About a week ago (June) I was heading up to the bedroom and flicked on the light. We are always looking, checking – and something made me look up. Near the ceiling on my side of the bed was a scorpion. Way up high. Frick. There was a very loud “Rory Edgar you need to get up here now” holler from me … and the whole gang came up to see what was amiss (Kat, her two kids, Rory and Rohan). We had no idea if it was dangerous or not … and assumed it was. We got the machete and the pool net. We put the sticky side of duct tape on the end of the pool net handle, hoping to get the scorpion to stick to it, then catch it inside a jar and kill it. Well, that plan went out the window when the scorpion fell behind our headboard. Many screams later – we confirmed the location – still behind the headboard and went to plan B on how the heck to get this thing. We knew there would be no sleeping till this thing was a goner. Everyone but Rory and I moved out of the room. We pulled the headboard away from the wall and Rory machete chopped that sucker until it was dead-dead. OMG. It was so crazy!

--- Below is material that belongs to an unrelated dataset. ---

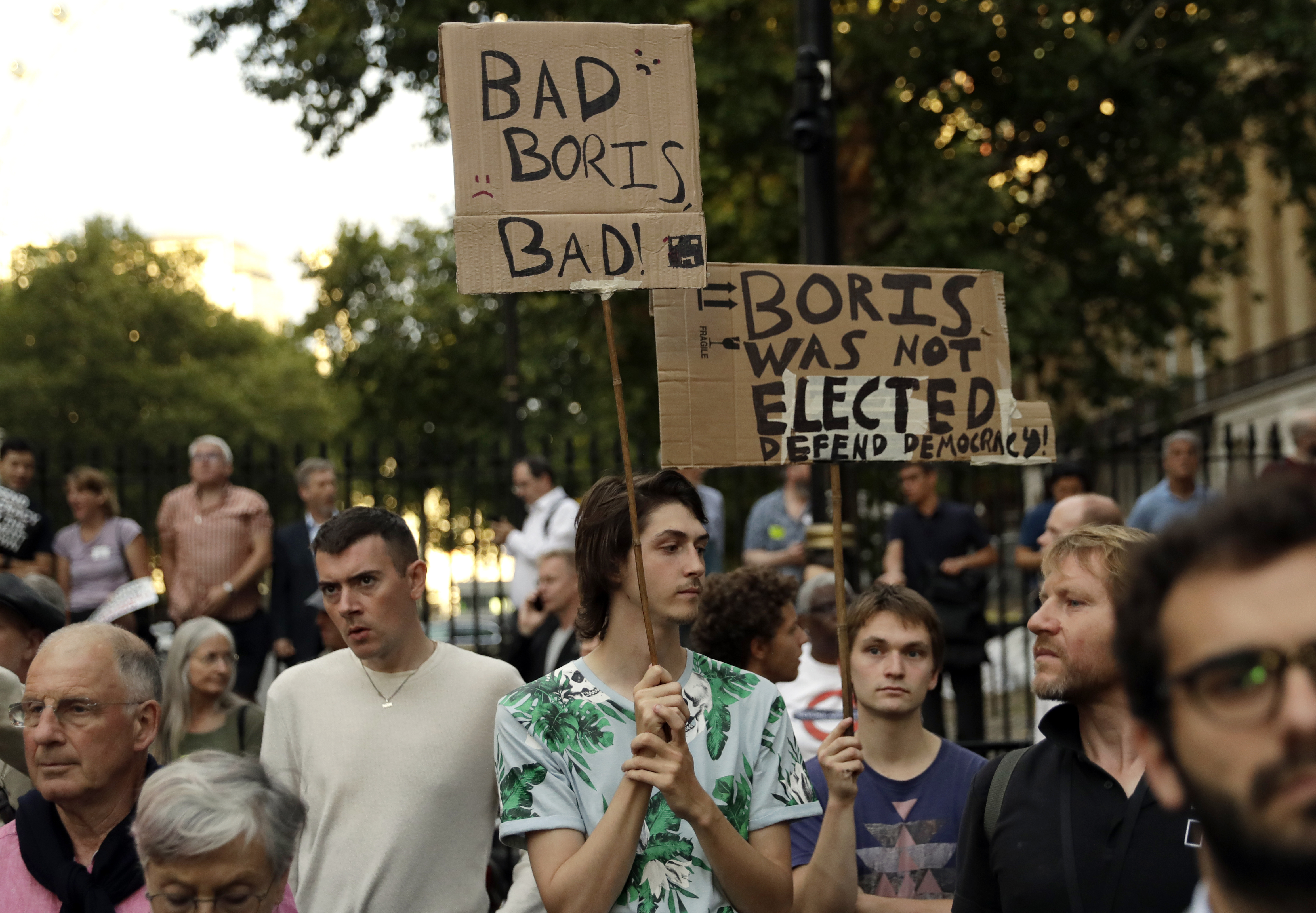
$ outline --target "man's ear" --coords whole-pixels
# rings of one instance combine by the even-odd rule
[[[161,705],[158,701],[145,701],[138,705],[133,720],[133,750],[145,751],[155,742],[161,729]]]
[[[1146,766],[1148,785],[1157,801],[1170,810],[1187,805],[1187,791],[1165,742],[1141,720],[1133,721],[1133,745]]]
[[[425,595],[425,574],[429,564],[416,559],[407,567],[407,583],[411,585],[411,597],[420,599]]]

Last night, the power went out just after 5pm – we had a torrential rain storm. We were starting to make dinner. Rohan was holding a flashlight over the sink while Rory and I peeled and deveined shrimp. Kat was at the stove making curry sauce and rice. We ate dinner by candlelight and played bananagrams waiting for the power to return. No go…. we waited and waited. It’s getting “late” – 9pm, and I run up to the washroom with the flashlight. On my way downstairs, I notice something on the floor beside Rory’s flip-flopped feet. A few steps further and it would have been where my bare feet would be stepping. It was another scorpion! Grrrr. A flyswatter-power-hit and this scorpion is dead too. Freaked Rory out as it was right beside his feet….
On a side note, little did we know till this morning, that a tree on our driveway fell over in the torrential rain – falling across the road, making it impassable, AND, knocking out the power lines. We heard someone with a chainsaw out in the rain and the dark cutting the tree up and moving it off the road. It was a huge hazard – as it is super dark here, and in the rain, coming up the road and coming upon a fallen tree after you’ve already hit it with your car or motorbike would be really bad. Emergency crews came in the wee hours of the night to fix the power lines, in the dark, and in the rain – and they’re yelling at each other right outside our bedroom window. We woke up this morning to power – thank you CR emergency crews. There are pictures in the album of the tree and the road.
A few nights earlier, we killed a tarantula like spider that came out from under the stove and scared off a very large orange spider from off the terrace column. Seriously, every day is like an adventure. We never know if it will be a cool – check this out kind of experience or a machete-bug-killing-get-your-feet-off-the-floor trauma!
The really cool things have been seeing monkeys in the trees right behind our house, many many tucans, the amazing humming birds, numerous other birds that we can’t even identify, the amazing gecko’s that we love because they eat mosquito’s, to the iguana’s who we hear and see in our trees munching on leaves. The jungle and valley in front of us is better than TV – constantly changing with the weather and the clouds. The more it rains, the more we see massive waterfalls on the other side of the valley.
Oh, and the other awesome thing? we throw all our composting over the hedge into the jungle. All the bugs and critters eat them all up within a few hours – there’s something so gratifying about chucking banana peels, egg shells, tops of pineapples, mango bits and so much more, over the hedge and into the jungle below. 🙂
I’m sure there’s lots I’m forgetting, and remember that the pictures do not capture anywhere near the incredible beautiful area that we live in. Pura Vida.